The Massachusetts chapter of the Council on American-Islamic Relations joins approximately 120,000 Muslims in the Commonwealth and millions around the world in marking the beginning of the month-long fast of Ramadan (rom-a-don) that begins on or about May 6.*
Ramadan is the ninth month of the Islamic lunar calendar during which Muslims abstain from food and drink from before dawn until sunset. Fasting, along with the declaration of faith, daily prayers, charity, and pilgrimage to Mecca, is one of the “five pillars” of Islam.
“The fast is performed to increase spirituality, discipline, self-restraint and generosity while obeying God’s commandments,” said CAIR-MA Executive Director John Robbins.
The end of Ramadan will be marked by communal prayers called “Eid ul-Fitr,” (eed-al-fitter) or Feast of the Fast-Breaking on or about June 4.

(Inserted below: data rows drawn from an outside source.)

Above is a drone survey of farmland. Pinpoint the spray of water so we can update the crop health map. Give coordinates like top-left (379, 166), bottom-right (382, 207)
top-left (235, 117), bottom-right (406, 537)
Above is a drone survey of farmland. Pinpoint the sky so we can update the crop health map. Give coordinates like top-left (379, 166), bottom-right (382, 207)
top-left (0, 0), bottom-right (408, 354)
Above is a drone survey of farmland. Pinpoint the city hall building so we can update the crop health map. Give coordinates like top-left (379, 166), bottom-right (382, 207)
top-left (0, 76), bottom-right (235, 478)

CAIR-MA representatives plan to visit most mosques in Massachusetts during the month.
“I pray this month brings with it lots of blessings,” Robbins said. “Our staff looks forward to meeting many members of the American Muslim community during visits to one of the mosques in our state.”

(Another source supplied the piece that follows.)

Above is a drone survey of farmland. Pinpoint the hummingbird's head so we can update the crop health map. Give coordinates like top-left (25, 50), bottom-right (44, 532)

CAIR offers guides to Muslim religious practices, which outline basic information about Islamic beliefs that are relevant to educators, employers, health care providers, law enforcement and correctional institutions.
[*NOTE: Because the beginning of Islamic lunar months depends on the actual sighting of the new moon, the start and end dates for Ramadan may vary. Consult local Muslim communities for the beginning and end dates of Ramadan.]